Download Video Like Us On

Catherine L. Drennan’s Personal Story


“My dyslexia was so severe that I wasn’t supposed to be able to graduate high school.”


Cathy explains how her dyslexia, and other people’s low expectations of her because of it, have not prevented her from excelling in science and becoming a full professor at MIT. In fact, her “disability” has given her a unique set of visualization skills that allow her to better understand protein shapes and how they fit together.

View on YouTube


  • Title
  • In your current work, where do you find inspiration/real-word application to your research? What about science continues to inspire you?

    Crystallographers are explorers of the molecular world. We are the first to ‘see’ what a protein molecule looks like. Sometimes the structure of the molecule is not what anyone expected and that changes everything.

  • What is your favorite non-science book, blog, or magazine?

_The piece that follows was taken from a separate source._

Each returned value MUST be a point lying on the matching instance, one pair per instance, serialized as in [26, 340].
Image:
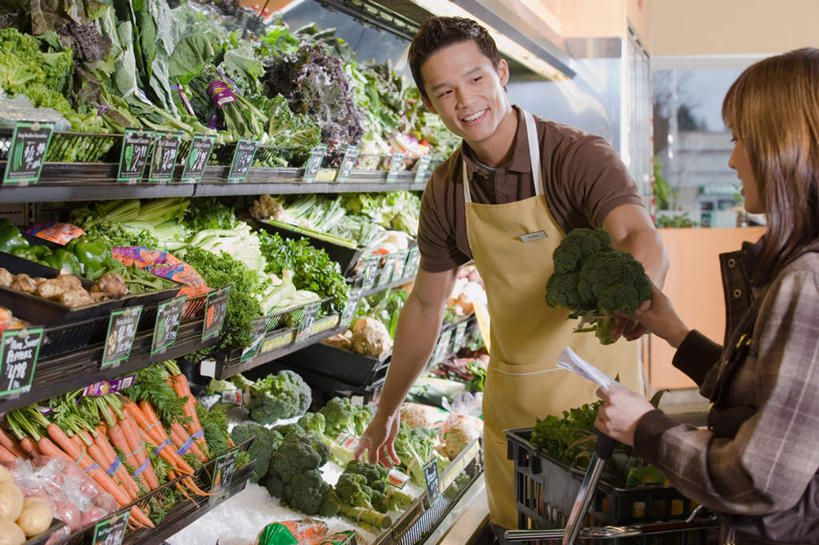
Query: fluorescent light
[506, 45]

    I like mysteries. Harlan Coben is my favorite mystery writer.

  • What kind of student were you?

    Goodie two-shoes.

  • Did you know how to play a sport or musical instrument? Which one?

    I like outdoor activities: hiking, fly fishing, canoeing and backpacking.

  • What’s the #1 most played song on your iPod?

    Aretha Franklin’s, “Spirit in the Dark” or Talking Heads, “Once in A Lifetime” or Bruce Springsteen’s, “Dancing in the Dark.”

  • If you could learn to do anything, what would it be?

    Play the piano.

  • Do you have a favorite quotation about science?

    Nobel laureate Gobind Khorana had Mary Barreras’s quote on the chalkboard in his office, “Take care of the difficult today and leave the impossible for tomorrow.”